The cycle - how it works

For detailed information on individual components in this circuit see resistors,  capacitors and  transistors.

Stage 1 – The 10uF electrolytic capacitor charges. 

Both the transistors are off and the 10uF electrolytic capacitor charges via the 330K and the 22R resistor.  As this capacitor charges, the voltage at the junction of the 330K resistor, the 10uF capacitor and the base of the BC548 transistor rises.  When the voltage rises to about 6V the transistor begins to conduct from the collector to the emitter.

Stage 2 – The BC558 transistor turns on. 

With the BC548 transistor conducting, the BC558 transistor is turned on via the 1K resistor with the 0.01uF capacitor limiting the effectiveness of the 1K resistor (or makes it sluggish).  This illuminates the LED via the 22R resistor which limits the current through the LED to a safe level.

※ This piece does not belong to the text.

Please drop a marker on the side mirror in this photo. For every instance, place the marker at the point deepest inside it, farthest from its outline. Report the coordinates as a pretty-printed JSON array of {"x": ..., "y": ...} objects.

Stage 3 – The beginning of the ‘turn off’

As a result of the BC558 turning on, the voltage at the collector of this transistor jumps up – let’s call it V1.  The electrolytic capacitor is still charged and let’s call it’s voltage V2.  So now the junction of the 10uF capacitor, 330K resistor and the base of the BC548 rises sharply from “V2” to “V1+V2”.  With this higher voltage on the Base of the BC548, it turns on harder and the 10uF capacitor begins to discharge rapidly (through the B to E path in the BC548).  In a short time the 10uF capacitor has discharged and the BC548 turns off.

Stage 4 - The BC558 turn off.

With the 0.01uF capacitor again limiting the effectiveness of the 1K resistor, the BC558 begins to turn off.  And the LED begins to extinguish. This continues, the LED turns off and the voltage at the junction of the 22R, 10uF and the collector of the BC558 drops.  With both the transistors off, the cycle starts again.